Atmosferdeki Gazlar Nelerdir?
Atmosferde bulunan gazlar nelerdir?
Atmosfer içinde bulunan gazlar, canlıların yaşayabilmesi için ihtiyaç duyulan gazlardır.
Atmosferin yüzde 78’i azot; yüzde 21’i oksijenden oluşuyor. Geriye kalan kısmıysa su buharı, argon, karbondioksit, neon, helyum, metan, kripton, hidrojen, ozon ve ksenonundur.

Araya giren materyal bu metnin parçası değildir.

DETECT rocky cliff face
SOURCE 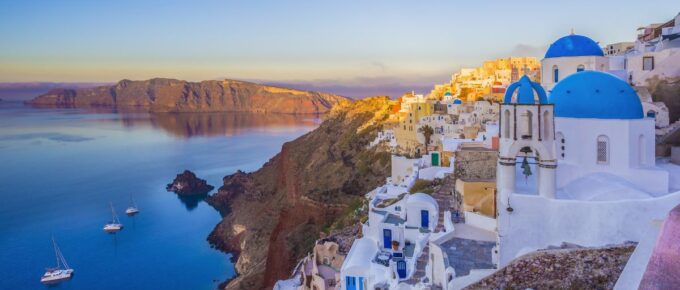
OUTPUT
[208,97,390,289]
[464,244,635,290]
[29,79,349,114]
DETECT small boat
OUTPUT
[104,203,123,233]
[125,196,139,216]
[40,237,73,284]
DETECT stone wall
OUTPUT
[453,148,498,180]
[465,244,635,290]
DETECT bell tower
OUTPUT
[496,75,557,199]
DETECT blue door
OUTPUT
[345,276,357,290]
[383,229,392,249]
[397,260,406,279]
[420,210,430,228]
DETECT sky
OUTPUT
[0,0,680,97]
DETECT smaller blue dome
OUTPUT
[545,34,604,58]
[503,75,548,105]
[550,71,643,119]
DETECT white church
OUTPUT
[497,35,680,289]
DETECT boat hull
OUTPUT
[40,269,73,284]
[104,224,123,233]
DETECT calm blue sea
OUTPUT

Bilindiği üzere havaya nazaran ağır olan gazlar çöker, hafif olan gazlar uçar. Bu yüzden uçan balonlarımızı hafif olan hidrojen ve helyum gibi gazlarla doldururuz. Mutfak tüpleri, havadan ağır bütan ve propan gibi gazlarla doldurulduğu için, tüp kaçaklarında gaz yere çöker ve süpürülerek tahliye edilmesi önerilir. Dünyamızı çevreleyen atmosfer tabakası, yani havamız büyük oranda azot ve oksijen gaz moleküllerinden müteşekkil, oldukça homojen bir karışım gazıdır. Oksijen azottan biraz daha ağır bir moleküldür (Oksijen, O2: 32 g/mol, Azot, N2: 28 g/mol). Peki, neden milyarlarca yıl geçmiş olmasına rağmen hala oksijen azota göre çökelmemiş? Soruyu daha da ilgi çekici hale getirelim: Ya oksijen çökelmiş olsaydı ve atmosferin en alt tabakası oksijenden oluşsaydı?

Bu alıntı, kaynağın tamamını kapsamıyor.